As the year unfolded, a complex interplay of tariffs, economic uncertainties, advances in technology, and market volatility painted a vibrant yet tumultuous picture for investors. Against this backdrop, the 2025 Oracles of Wall Street list was released, spotlighting several astute market forecasters who managed to navigate the chaos with remarkable clarity.
Among the notable trends this year was the S&P 500’s impressive 17% rally, which followed a rollercoaster ride that began with a steep drop after President Trump’s announcement of high “reciprocal” tariffs. Many analysts were cautious amid fears of an economic downturn, yet some managed to anticipate the market’s recovery, leading to a year-end close around 6,900.
Manish Kabra, chief US equity strategist at Société Générale, accurately predicted the S&P 500’s trajectory with his target of 6,750. He attributed his bullish stance to the potential of Trump’s deregulatory and low-tax policies, which he believed would bolster growth. Looking forward, Kabra is optimistic about the index, setting a 2026 target of 7,300 while advocating for investments in consumer cyclical, financial, and industrial sectors that could thrive under economic reforms.
Nicholas Colas, co-founder of DataTrek, also provided a credible estimate with a target of 6,840. He emphasized the importance of a stable economy for the US equity market and expressed confidence that no immediate downturn was on the horizon. His foresight aligns with a strategy focusing on sectors such as materials, real estate, and utilities for 2026.

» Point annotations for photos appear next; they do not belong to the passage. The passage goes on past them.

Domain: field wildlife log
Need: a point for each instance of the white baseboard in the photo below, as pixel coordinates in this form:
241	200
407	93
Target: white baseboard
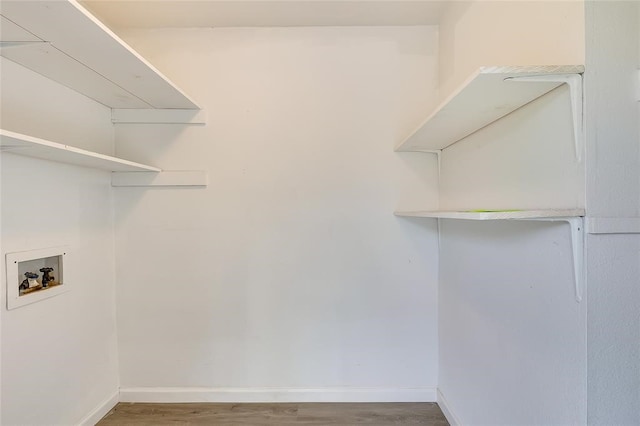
100	411
446	410
277	395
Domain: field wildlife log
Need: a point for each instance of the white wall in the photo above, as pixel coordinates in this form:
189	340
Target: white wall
59	357
613	191
289	271
512	340
491	33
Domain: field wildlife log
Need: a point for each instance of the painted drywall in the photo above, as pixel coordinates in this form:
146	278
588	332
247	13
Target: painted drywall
490	33
289	271
613	190
59	356
512	335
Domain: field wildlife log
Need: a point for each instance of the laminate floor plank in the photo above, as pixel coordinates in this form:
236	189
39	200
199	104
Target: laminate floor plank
344	414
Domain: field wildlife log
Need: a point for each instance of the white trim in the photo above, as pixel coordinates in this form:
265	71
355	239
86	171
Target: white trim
447	411
155	116
100	411
195	394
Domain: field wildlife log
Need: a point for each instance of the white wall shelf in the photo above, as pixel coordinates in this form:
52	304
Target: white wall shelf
494	215
488	95
574	217
192	178
30	146
80	52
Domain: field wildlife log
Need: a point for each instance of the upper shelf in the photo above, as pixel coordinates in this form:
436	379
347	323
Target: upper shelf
30	146
64	42
496	215
482	99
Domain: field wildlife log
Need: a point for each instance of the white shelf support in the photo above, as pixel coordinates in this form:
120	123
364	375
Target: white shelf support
577	247
574	81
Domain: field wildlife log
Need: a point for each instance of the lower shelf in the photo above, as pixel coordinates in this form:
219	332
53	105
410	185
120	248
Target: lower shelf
494	215
573	217
17	143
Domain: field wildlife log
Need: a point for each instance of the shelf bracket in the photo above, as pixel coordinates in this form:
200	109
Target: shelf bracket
577	247
574	81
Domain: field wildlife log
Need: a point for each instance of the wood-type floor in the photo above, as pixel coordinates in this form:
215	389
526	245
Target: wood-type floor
344	414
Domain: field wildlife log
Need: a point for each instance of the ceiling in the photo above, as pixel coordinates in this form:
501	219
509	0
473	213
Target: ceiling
122	14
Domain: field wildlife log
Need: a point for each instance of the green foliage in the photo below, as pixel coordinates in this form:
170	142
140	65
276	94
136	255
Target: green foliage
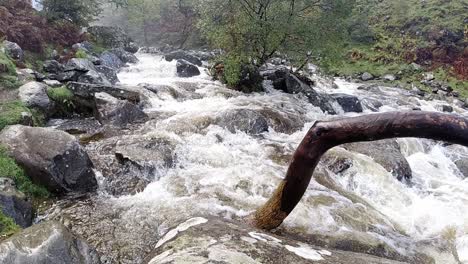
8	226
9	169
81	54
79	12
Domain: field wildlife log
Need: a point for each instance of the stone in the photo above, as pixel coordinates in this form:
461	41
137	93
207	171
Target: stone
367	77
34	94
386	153
349	103
109	73
52	66
245	120
117	112
51	158
47	242
14	204
183	55
202	240
186	69
14	51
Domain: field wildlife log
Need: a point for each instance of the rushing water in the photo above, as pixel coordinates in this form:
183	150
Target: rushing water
227	174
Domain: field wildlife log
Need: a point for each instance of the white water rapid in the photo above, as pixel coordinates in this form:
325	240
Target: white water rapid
221	173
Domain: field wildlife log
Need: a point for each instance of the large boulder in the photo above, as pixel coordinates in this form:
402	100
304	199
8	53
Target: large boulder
34	94
186	69
112	37
183	55
13	50
117	112
294	85
109	73
51	158
245	120
125	56
111	60
349	103
387	153
201	240
14	204
48	242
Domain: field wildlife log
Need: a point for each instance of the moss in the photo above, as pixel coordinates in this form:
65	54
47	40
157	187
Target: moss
81	54
8	226
11	113
9	169
61	94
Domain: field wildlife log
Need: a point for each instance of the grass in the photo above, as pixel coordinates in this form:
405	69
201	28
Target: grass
8	226
9	169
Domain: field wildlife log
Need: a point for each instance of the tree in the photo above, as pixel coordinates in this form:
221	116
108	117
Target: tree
78	12
326	135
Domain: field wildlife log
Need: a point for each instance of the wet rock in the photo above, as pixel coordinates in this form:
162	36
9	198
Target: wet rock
124	56
51	158
48	242
93	77
14	51
216	241
349	103
13	203
462	165
367	77
87	91
183	55
445	108
109	73
117	112
186	69
387	153
53	66
34	94
83	65
245	120
111	60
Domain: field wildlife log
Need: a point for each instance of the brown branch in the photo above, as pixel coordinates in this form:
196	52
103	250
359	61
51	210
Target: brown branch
326	135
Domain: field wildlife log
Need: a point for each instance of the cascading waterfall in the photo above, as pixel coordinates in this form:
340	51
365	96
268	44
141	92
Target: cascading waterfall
218	172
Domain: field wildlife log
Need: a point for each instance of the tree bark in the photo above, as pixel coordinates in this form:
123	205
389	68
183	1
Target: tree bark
326	135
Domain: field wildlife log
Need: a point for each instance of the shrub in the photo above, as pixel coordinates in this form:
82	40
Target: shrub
9	169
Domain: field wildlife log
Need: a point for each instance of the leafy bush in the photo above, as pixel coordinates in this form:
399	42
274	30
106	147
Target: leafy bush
9	169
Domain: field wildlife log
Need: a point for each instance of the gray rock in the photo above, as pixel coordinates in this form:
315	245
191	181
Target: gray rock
201	240
245	120
349	103
34	94
51	158
53	66
387	153
13	203
48	242
14	51
125	56
109	73
367	76
183	55
117	112
186	69
111	60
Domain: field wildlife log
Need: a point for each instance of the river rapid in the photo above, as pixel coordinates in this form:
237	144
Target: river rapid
214	171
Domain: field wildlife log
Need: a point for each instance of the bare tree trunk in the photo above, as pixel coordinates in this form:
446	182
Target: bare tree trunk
326	135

The market experienced a severe blow following the tariff announcement on April 2, causing the S&P 500 to plummet by 12% in just days. However, David Sekera, chief market strategist at Morningstar, identified this downturn as a prime buying opportunity, declaring on April 9 that the market had reached a substantial discount to its fair value. Following his advice, the S&P 500 surged 10% that very day.
BCA Research’s Marko Papic predicted prior to the tariff announcement that Trump would likely reconsider his approach if the stock market reacted negatively. He accurately anticipated a policy reversal, noting that any significant drop in the market would influence the political landscape and the administration’s public perception. Papic’s looking-ahead forecast sees international stocks thriving and the dollar’s value declining further.
Ryan Detrick, chief market strategist at Carson Group, noted crucial indicators from the market that positioned April 9 as a significant tactical low. With the prevailing patterns resembling those at previous nadirs, he suggested an optimistic trajectory for the forthcoming year, particularly for commodities, which he expects to outperform bonds.
In a parallel vein, gold’s price surge of over 60% highlighted a significant shift in investor sentiment amidst fears of currency debasement. While Wall Street’s forecasts typically capped gold around $3,000, Jeffrey Gundlach, founder of DoubleLine Capital, boldly predicted that gold would exceed $4,000 an ounce—a projection he maintained throughout the year. Gundlach argued that gold was increasingly seen as a stable asset amid geopolitical turmoil and rising debt concerns.
As the market closes in on 2026, these forecasters underscore a blend of cautious optimism and strategic foresight, aiming to guide investors in navigating potential challenges and opportunities in the evolving financial landscape. Their insights will undoubtedly shape investment strategies and market sentiments as the new year approaches.